# Laurel lake



## Lee.MD (Apr 10, 2010)

Anyone ever fished Laurel lake near route 1? If you have, what type of fishes are stocked in there?


----------



## therevolution (Oct 12, 2010)

Used to fish there as a kid. bass cats and gills. at the upper emd
where there is a damn we used to walk in it and collect crayfish. They would be in there by the thousands.


----------



## Lee.MD (Apr 10, 2010)

hows the bass population? size? and where is the dam?


----------



## Big Rad (May 19, 2003)

They also stock it with trout. I fished when my children were small. at least 10 yrs ago.


----------



## Lee.MD (Apr 10, 2010)

Big Rad said:


> They also stock it with trout. I fished when my children were small. at least 10 yrs ago.

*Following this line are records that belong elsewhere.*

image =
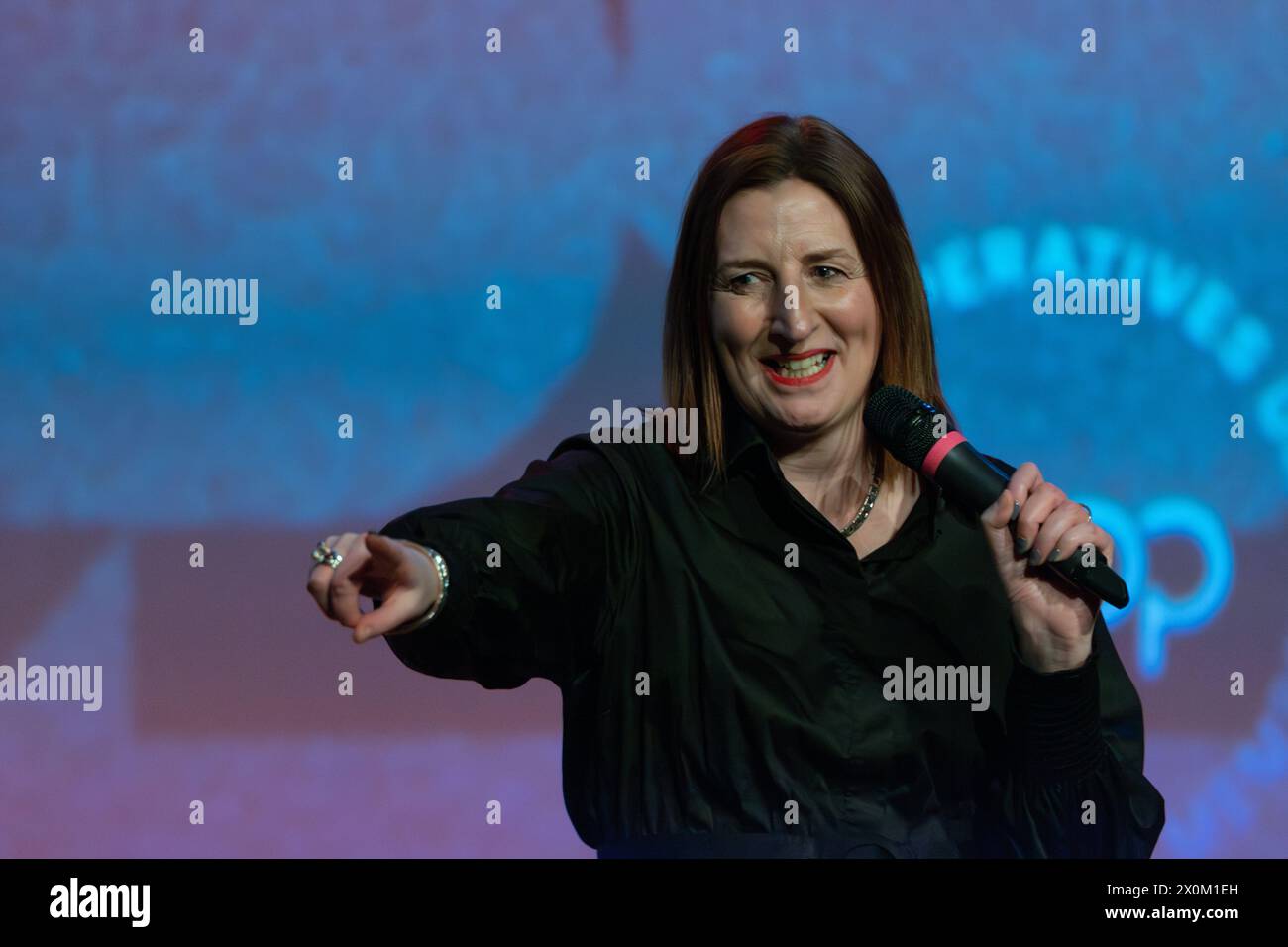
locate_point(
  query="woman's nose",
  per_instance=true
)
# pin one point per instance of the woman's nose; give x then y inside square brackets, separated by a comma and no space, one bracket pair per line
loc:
[790,318]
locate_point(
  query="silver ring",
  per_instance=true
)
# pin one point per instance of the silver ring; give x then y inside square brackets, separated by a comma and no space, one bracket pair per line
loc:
[323,553]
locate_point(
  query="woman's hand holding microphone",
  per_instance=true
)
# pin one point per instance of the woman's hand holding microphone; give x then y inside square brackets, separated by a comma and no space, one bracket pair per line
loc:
[404,577]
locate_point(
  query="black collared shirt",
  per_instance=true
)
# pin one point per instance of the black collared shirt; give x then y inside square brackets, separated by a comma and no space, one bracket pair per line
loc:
[725,661]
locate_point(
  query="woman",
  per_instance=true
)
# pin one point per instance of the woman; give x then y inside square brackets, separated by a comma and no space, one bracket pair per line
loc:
[737,631]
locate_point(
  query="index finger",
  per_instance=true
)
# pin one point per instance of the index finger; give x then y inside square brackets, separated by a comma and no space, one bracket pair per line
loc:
[1024,480]
[344,585]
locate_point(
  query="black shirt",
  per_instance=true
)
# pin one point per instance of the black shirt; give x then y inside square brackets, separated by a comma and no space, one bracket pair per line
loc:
[722,659]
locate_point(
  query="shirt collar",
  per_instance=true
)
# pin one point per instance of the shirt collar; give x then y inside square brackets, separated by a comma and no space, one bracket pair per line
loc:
[745,445]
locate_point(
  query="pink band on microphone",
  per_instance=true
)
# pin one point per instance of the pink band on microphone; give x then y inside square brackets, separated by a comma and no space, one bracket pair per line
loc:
[941,446]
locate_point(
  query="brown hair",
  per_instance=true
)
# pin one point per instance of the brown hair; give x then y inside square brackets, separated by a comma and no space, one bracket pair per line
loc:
[761,154]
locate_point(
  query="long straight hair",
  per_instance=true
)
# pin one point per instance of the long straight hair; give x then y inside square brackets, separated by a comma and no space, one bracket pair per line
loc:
[761,154]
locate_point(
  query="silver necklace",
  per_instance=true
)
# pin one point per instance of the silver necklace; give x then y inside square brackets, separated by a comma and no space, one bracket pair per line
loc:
[867,506]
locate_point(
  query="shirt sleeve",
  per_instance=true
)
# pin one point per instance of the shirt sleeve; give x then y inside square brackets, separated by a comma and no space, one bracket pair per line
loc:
[531,571]
[1074,785]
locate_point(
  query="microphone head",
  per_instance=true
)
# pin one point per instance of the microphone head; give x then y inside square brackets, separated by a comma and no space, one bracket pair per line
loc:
[903,424]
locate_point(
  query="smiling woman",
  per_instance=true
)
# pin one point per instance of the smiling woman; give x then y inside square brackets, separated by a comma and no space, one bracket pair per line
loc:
[724,624]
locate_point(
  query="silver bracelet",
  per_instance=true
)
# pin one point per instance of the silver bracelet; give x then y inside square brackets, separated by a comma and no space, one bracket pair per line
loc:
[441,565]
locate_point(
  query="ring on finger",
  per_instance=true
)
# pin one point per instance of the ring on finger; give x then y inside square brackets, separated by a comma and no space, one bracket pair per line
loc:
[325,554]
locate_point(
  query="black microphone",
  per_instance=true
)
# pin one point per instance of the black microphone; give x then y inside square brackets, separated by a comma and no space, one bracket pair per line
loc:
[906,425]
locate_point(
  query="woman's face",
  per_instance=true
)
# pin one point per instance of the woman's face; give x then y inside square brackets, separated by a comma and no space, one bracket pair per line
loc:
[790,282]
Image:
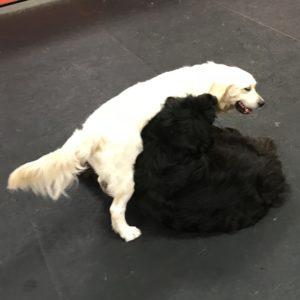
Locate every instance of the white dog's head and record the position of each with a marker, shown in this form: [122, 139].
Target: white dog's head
[235, 87]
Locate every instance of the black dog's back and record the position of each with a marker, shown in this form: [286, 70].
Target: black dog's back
[193, 176]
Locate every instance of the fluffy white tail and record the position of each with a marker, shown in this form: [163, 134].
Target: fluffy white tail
[53, 173]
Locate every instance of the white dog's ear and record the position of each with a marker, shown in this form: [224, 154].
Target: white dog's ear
[223, 92]
[218, 90]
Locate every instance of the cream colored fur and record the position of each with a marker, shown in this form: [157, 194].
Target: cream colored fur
[110, 139]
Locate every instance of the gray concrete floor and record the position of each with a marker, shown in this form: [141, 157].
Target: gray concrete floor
[60, 62]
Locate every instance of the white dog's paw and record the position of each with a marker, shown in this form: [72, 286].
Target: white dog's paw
[130, 233]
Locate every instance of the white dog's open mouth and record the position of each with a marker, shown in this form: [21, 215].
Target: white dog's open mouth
[239, 105]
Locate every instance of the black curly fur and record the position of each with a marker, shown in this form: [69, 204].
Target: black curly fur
[193, 176]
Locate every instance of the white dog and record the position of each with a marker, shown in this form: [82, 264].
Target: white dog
[110, 138]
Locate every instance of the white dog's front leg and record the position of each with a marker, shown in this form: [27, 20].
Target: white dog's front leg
[118, 220]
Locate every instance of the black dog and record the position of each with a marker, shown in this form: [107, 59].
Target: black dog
[193, 176]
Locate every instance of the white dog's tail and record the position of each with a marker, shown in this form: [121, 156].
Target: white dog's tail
[53, 173]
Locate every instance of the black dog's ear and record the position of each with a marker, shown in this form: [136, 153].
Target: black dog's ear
[204, 105]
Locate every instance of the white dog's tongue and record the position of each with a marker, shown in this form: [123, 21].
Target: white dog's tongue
[239, 105]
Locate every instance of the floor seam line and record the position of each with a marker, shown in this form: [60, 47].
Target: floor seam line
[58, 292]
[258, 22]
[130, 51]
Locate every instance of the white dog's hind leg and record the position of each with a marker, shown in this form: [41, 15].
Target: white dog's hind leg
[118, 220]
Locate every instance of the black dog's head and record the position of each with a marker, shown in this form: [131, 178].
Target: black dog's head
[184, 125]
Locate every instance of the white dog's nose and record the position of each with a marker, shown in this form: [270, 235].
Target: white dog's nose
[261, 102]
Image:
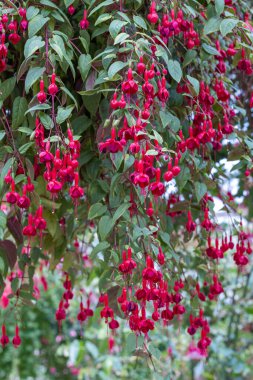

Where do you go for Bass now Big Rad? I have tried centennial lake, but the bass were really small...LOL!


----------



## Fresh/Saltmaniac (Apr 17, 2010)

Lee.MD said:


> Where do you go for Bass now Big Rad? I have tried centennial lake, but the bass were really small...LOL!


What were you using for those bass? That place doesn't hold monsters but there's some decent ones in there.


----------



## dena (Jun 20, 2010)

Lee.MD said:


> Where do you go for Bass now Big Rad? I have tried centennial lake, but the bass were really small...LOL!


The fish you caught were small.
There are some lunkers there.
Fish deep when it's warm, down by the dam, jig the rocks and deep holes. There is an old river channel that winds through the middle of the lake.
The weed lines are good places to check out in the cooler times of the day.

Good electronics are your friend on that lake. I had an old plastic Coleman canoe with a fish finder gooped to the bottom used in that lake a lot when I lived in Columbia 10-15 years ago.


----------



## Lee.MD (Apr 10, 2010)

Fresh/Saltmaniac said:


> What were you using for those bass? That place doesn't hold monsters but there's some decent ones in there.


usually senko, or zoom trick worms. sometimes, I will pitch a Jig and swim a jig.


----------



## Lee.MD (Apr 10, 2010)

dena said:


> The fish you caught were small.
> There are some lunkers there.
> Fish deep when it's warm, down by the dam, jig the rocks and deep holes. There is an old river channel that winds through the middle of the lake.
> The weed lines are good places to check out in the cooler times of the day.
> ...


Yeah, going to get a kayak for next year and give it a go.

Is there any good pond/lake close by centennial, which holds decent bass? i have tried wilde lake, and got nothing.


----------